What Do You Need To Know?
Relocations will now be allowed
Currently if, following a TUPE transfer, the buyer of a business wants the employees of that business to relocate to its existing premises, the dismissal of any employee during the process risks being automatically unfair. This can cause the purchaser a real headache.
This is set to change. Such relocation dismissals will no longer be automatically unfair, although employers will still need to follow the usual procedures to avoid standard unfairness.
Pre-transfer TUPE and redundancy collective consultation processes may be done at the same time
At the moment, if a purchaser wants to make redundancies from among the transferring employees, it should probably wait and carry out that redundancy process after the transfer. If 20 or more redundancies are proposed, that can mean another 30 or 45 days of collective consultation before those dismissals can take effect.
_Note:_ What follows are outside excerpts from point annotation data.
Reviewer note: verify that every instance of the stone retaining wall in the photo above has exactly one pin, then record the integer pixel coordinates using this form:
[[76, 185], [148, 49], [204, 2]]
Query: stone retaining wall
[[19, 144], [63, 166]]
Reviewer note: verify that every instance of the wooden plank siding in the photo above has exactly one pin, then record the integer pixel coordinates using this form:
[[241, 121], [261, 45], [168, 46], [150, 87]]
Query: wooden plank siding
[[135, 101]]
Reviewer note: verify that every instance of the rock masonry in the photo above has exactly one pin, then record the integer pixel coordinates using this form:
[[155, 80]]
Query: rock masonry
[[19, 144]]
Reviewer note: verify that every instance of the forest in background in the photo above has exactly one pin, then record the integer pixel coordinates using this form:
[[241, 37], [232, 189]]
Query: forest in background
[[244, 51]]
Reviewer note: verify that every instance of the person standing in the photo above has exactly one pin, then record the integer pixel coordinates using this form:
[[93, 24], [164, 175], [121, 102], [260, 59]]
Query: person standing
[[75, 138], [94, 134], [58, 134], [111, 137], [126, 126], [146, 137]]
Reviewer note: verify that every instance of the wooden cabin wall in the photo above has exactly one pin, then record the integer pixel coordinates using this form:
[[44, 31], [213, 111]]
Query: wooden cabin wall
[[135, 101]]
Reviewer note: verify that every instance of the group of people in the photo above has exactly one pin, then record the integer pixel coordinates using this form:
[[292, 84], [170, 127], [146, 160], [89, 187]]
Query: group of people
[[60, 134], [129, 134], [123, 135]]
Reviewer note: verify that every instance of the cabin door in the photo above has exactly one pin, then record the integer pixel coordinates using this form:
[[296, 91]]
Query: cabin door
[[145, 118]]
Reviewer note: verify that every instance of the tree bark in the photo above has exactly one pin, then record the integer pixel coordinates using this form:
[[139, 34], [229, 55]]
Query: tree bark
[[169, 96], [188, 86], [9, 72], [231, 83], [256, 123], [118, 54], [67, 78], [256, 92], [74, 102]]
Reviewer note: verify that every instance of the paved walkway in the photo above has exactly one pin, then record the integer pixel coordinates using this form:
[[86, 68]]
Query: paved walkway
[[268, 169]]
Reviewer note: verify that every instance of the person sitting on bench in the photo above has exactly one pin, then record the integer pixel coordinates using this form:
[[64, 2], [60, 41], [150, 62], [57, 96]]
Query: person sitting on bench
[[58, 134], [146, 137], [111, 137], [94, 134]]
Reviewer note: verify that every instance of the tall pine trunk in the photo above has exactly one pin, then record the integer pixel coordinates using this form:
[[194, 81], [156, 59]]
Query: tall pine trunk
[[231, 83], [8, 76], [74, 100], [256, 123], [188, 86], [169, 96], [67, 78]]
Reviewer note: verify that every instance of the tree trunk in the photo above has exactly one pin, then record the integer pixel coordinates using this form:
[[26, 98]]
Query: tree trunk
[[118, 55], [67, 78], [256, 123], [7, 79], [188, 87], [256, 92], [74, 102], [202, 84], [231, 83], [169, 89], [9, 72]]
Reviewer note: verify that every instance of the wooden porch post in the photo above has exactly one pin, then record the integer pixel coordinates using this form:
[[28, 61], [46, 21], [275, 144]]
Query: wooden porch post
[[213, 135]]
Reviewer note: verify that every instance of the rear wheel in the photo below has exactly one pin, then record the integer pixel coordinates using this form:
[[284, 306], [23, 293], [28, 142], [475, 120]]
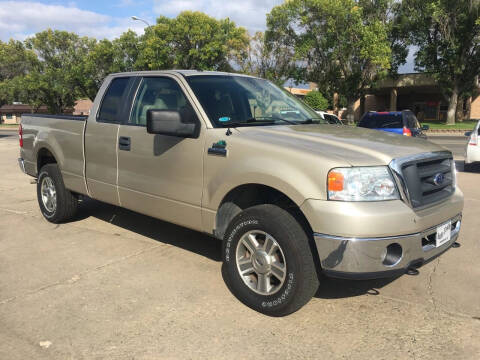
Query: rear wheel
[[267, 262], [57, 204]]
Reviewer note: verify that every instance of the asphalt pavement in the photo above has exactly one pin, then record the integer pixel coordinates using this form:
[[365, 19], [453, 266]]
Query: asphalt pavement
[[114, 284]]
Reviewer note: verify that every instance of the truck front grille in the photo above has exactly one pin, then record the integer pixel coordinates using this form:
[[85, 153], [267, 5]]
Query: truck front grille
[[426, 179]]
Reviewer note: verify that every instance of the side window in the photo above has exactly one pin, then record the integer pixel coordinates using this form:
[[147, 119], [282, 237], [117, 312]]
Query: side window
[[412, 121], [112, 101], [157, 93]]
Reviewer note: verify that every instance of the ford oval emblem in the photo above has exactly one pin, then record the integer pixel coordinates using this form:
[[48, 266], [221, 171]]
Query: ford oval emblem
[[438, 179]]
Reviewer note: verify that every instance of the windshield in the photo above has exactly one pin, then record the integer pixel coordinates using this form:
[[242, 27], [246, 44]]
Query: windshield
[[245, 101]]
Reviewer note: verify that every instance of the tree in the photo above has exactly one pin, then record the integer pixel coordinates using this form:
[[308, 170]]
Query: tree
[[316, 100], [268, 59], [15, 61], [342, 45], [106, 57], [447, 34], [59, 75], [192, 40]]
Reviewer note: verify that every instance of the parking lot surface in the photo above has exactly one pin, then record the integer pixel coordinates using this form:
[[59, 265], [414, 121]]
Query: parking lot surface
[[114, 284]]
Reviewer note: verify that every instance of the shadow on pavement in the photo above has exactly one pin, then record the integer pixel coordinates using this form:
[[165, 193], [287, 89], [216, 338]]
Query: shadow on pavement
[[469, 168], [331, 288], [152, 228]]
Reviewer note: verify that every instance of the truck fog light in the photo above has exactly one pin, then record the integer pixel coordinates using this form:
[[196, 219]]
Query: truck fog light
[[393, 254]]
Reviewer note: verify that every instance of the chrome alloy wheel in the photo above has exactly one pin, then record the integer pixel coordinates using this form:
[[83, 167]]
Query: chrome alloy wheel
[[261, 262], [49, 194]]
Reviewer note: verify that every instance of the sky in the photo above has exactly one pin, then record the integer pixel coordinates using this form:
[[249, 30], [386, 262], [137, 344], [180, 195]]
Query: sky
[[109, 18]]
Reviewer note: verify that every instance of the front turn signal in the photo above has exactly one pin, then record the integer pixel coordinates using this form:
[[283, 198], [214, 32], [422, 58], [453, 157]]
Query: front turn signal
[[335, 181]]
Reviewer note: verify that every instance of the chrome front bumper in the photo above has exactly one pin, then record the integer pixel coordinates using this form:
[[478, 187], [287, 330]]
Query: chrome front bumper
[[21, 163], [380, 257]]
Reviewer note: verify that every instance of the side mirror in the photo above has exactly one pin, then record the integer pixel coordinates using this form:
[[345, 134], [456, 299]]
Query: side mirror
[[169, 122]]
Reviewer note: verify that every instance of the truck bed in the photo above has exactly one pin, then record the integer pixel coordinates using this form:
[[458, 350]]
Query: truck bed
[[61, 135]]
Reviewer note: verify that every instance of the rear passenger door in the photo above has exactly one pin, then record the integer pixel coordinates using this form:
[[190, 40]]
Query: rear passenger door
[[101, 137], [159, 175]]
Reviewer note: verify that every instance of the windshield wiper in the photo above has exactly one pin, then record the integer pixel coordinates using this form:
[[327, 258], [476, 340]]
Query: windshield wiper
[[273, 119]]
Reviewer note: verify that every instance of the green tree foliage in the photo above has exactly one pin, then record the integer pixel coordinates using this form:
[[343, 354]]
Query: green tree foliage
[[15, 61], [447, 34], [56, 79], [192, 40], [106, 57], [316, 100], [343, 45], [268, 59]]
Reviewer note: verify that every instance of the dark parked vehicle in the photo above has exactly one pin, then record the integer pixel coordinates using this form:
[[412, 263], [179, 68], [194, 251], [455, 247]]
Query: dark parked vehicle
[[400, 122]]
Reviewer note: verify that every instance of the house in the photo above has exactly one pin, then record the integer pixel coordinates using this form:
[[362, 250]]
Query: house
[[418, 92]]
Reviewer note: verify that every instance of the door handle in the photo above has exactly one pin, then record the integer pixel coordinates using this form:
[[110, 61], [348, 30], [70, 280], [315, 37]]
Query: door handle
[[124, 143]]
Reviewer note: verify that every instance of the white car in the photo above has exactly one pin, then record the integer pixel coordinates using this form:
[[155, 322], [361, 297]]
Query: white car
[[331, 118], [472, 152]]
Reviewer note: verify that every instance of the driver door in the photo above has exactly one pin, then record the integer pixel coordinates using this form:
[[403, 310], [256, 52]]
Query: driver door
[[159, 175]]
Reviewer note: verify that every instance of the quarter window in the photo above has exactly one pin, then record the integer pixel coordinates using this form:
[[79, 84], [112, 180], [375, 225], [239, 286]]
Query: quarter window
[[157, 93], [112, 101]]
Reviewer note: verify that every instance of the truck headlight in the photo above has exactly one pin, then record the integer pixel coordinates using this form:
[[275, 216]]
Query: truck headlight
[[367, 183]]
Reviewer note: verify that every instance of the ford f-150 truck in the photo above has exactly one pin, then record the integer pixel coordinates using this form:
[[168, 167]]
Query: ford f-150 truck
[[236, 157]]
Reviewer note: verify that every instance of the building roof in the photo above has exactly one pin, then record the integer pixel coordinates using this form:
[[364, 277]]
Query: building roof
[[20, 108]]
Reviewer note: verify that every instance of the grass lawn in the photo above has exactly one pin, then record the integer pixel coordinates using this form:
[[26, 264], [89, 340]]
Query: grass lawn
[[466, 125]]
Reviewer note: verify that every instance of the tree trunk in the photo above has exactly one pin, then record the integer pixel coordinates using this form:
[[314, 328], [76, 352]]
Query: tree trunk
[[362, 105], [452, 106], [350, 111], [459, 110], [468, 107]]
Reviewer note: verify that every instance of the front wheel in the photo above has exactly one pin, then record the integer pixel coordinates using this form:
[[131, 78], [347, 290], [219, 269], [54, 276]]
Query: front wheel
[[267, 262]]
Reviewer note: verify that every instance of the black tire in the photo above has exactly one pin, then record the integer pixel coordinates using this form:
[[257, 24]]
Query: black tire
[[66, 202], [468, 167], [301, 281]]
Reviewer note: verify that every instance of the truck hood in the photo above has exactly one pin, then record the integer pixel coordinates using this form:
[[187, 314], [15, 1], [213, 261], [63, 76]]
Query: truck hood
[[357, 146]]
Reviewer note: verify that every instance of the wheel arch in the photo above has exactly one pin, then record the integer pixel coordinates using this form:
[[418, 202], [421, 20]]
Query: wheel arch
[[247, 195], [45, 156]]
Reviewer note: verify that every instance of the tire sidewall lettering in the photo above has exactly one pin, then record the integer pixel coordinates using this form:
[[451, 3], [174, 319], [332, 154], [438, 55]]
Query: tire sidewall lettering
[[228, 244]]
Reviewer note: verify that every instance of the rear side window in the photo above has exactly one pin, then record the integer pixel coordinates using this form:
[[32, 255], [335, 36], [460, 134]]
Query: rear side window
[[382, 121], [158, 93], [112, 101], [412, 122]]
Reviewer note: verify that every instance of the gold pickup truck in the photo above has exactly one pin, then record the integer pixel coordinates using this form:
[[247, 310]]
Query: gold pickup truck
[[237, 157]]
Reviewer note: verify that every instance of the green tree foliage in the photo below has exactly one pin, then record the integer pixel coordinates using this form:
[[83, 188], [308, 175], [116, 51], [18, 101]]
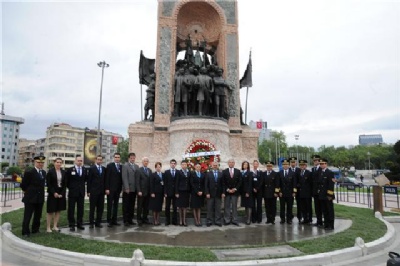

Because that is commercially unpalatable, parties have tended to do the collective redundancy consultation pre-transfer, at the same time as the TUPE consultation. But it has always been uncertain whether that works and the issue has not been decided by a tribunal.
There will now be some clarity around this. Simultaneous pre-transfer redundancy and TUPE consultations will be allowed, as long as the current employer agrees to the “new” employer doing it and the new employer carries out meaningful consultation. The Government needs to think through some complexities about how this will work in practice, but we are told that the change will be accompanied by detailed guidance.
Small employers (with less than 10 employees)
Small employers won’t have to elect representatives, although big employers will still have to, even where there are fewer than 10 employees to transfer.
It will be easier to harmonise where collective agreements are in place
Employers will be able to re-negotiate terms that stem from collective agreements one year after the transfer, as long as the overall package offered to the transferring employees is not less favourable. Outside this change, “harmonisation” will still no doubt be considered a dirty word by Employment Tribunals.
What is not going to change
Proposals to remove service provision changes from the scope of TUPE were scrapped after a negative response during the consultation. This means that (perhaps unsurprisingly) “outsourcings” will continue to be caught by TUPE.
Despite the more relaxed approach to harmonisation in relation to collective agreements, a broader loosening of the rules limiting the circumstances under which changes may be made to terms and conditions was not followed through.
What Does This Mean For Employers?
The changes to TUPE didn’t go as far as employers had hoped. Nonetheless, they should be welcomed as providing greater flexibility for business re-organisations following TUPE transfers.
Employers who are planning on undertaking TUPE transfers in the near future may wish to consider whether or not to delay implementation (if possible) to take advantage of the changes coming into effect on 1 January 2014. We will keep you posted on how implementation progresses, and if it looks as though there will be a delay we will let you know.